Como é comum que eu própria, olhando meus manuscritos, pense que ninguém vai querer ler as coisas que escrevo (sorriso amargo), não conseguiria aconselhar muito bem, porém penso que a autoexpressão é algo importante.

No meu caso, quando começo a ter dúvidas, eu peço que alguém me ouça, ou transformo isso em obra e entrego para o mundo; quando estou me sentindo deprimida, acho que é bom começar a escrever em algo. Fazendo isso, consigo olhar para mim mesma de forma um pouco mais objetiva e pensar que talvez eu não seja tão ruim assim.

 

– Miyo e Kiyoka estão ambos em estado de “amor mútuo não-correspondido”, em que sentem afeição um pelo outro, mas não conseguem colocar em palavras ou ações. A partir disso, eles vão diminuindo sua distância e, após entenderem que esse sentimento é amor, começam a transmitir isso aos poucos para seu companheiro.

 

Tanto Miyo quanto Kiyoka são imaturos, ou melhor, eles estão em um estado mental no qual não conseguem chegar no ponto do “amor”. Eu pensei que, para que conseguisse levá-los até esse momento, devia fazê-los crescer enquanto seres-humanos dentro do desenvolvimento da história.

 


– Esse amor dos dois que não progride rápido o suficiente é doloroso, mas também faz o coração palpitar!

 

Por mais que você se apaixone por alguém, penso que você só conseguirá refletir sobre qual a melhor forma de se conectar com seu companheiro ou como cuidar dele quando você tiver crescido como ser humano. Por isso o relacionamento dos dois está naturalmente indo em um ritmo calmo.

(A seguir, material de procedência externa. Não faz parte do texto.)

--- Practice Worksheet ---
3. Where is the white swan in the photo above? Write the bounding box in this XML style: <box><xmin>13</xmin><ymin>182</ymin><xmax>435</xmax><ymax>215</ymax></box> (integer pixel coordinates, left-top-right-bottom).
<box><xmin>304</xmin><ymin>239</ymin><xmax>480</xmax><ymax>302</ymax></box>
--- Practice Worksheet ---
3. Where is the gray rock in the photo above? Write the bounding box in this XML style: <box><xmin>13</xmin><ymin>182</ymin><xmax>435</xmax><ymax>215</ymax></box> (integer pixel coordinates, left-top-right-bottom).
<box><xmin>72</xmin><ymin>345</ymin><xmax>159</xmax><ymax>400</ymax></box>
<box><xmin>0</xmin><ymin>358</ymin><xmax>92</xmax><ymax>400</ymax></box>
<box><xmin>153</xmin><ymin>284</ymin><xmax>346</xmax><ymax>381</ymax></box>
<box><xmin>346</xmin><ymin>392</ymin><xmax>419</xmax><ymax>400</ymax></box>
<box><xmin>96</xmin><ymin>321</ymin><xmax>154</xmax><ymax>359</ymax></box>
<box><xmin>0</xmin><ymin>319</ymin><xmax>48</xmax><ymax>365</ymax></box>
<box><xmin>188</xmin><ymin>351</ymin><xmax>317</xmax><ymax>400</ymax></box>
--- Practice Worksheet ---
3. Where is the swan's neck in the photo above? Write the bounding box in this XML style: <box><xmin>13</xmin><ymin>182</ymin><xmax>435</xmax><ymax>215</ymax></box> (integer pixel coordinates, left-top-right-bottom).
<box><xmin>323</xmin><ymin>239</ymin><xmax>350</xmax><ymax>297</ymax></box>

Especialmente a Miyo. Como ela estava cheia de seus próprios problemas quando havia acabado de chegar à casa de Kiyoka, não havia espaço em seu coração para considerar o que seu parceiro estaria pensando. Então achei que, até seu sentimento por Kiyoka chegar ao “amor”, levaria algum tempo.

 

– A Miyo também tem crescido aos poucos, passando a conseguir expressar seus próprios pensamentos e agir em prol de alguém, porque aumentou seu contato com outras pessoas, não é?

 

Lá para o começo da história não há muito essa impressão, mas eu criei a Miyo como uma personagem obstinada, que diz as coisas de forma clara, uma mulher de essência forte. Na verdade, ela mesma não percebe, mas o fato de conseguir aos poucos ver por si mesma o que gostaria de ter dito em ocasiões passadas faz parte de seu crescimento atual.

 

– O que você considera importante no processo de crescimento das pessoas?

 

Relacionar-se com outras pessoas além de si mesmo. A Miyo, excetuando-se o período em que frequentou o Ensino Fundamental, não teve muito contado com pessoas do mundo externo e, estando cercada por pessoas que a menosprezavam continuamente, só conseguia pensar que não valia nada; por isso sentia como se o tempo estivesse parado ali. Então eu acho que existe isso de você vir a enxergar a si próprio através do estabelecimento de relações com outros.

O componente sobrenatural é o tempero do drama

– Você introduziu nesta obra a habilidade sobrenatural chamada “dom para ver demônios” em que os personagens conseguem ver demônios e espíritos. Qual o charme desse componente de fantasia?

 

Há opiniões de quem acredite que o componente sobrenatural não era necessário, mas eu acho que eles se tornam o tempero do drama. Um enredo que só tenha amor normalmente é interessante também, mas já não há muitas obras maravilhosas com histórias de amor que têm por palco os períodos Meiji e Taishō e não contêm elementos de fantasia como “Haikara-san ga Tōru”? Como eu li bastantes “light novels”, tinha o pensamento de que seria interessante se a história tivesse ação, poderes sobrenaturais e uma organização mais chamativa.

 

Versão em mangá de "Meu Casamento Feliz"

– Pessoas que gostam de fantasias, pessoas que gostam de histórias de amor... é uma obra na qual se pode entrar de diversos ângulos. E ela está se expandindo por diversos formatos, com quadrinização, leitura dramática etc.

 

O que eu escrevi está sendo transformado por diversas mãos em várias franquias de mídia. Através disso, eu verei lados diferentes da minha obra e a profundidade dela que não tinha percebido por mim mesma antes, não é?

 

– O casamento deles está sendo preparado para acontecer na primavera. Mas parece que ainda há questões a serem resolvidas e obstáculos a serem superados. Que tipo de episódios estão escritos no volume mais recente, o quinto?

 

No quinto volume, uma religião do sobrenatural que tem a Miyo por alvo vai se tornar ativa, então a sensação de urgência continuará. E a natureza da relação entre Miyo e Kiyoka vai mudar um pouco? Parece que vai mudar? Eu escrevi objetivando esse tipo de cena que faz o coração palpitar, então ficaria feliz se vocês aguardassem ansiosamente o desenvolvimento da história daqui em diante.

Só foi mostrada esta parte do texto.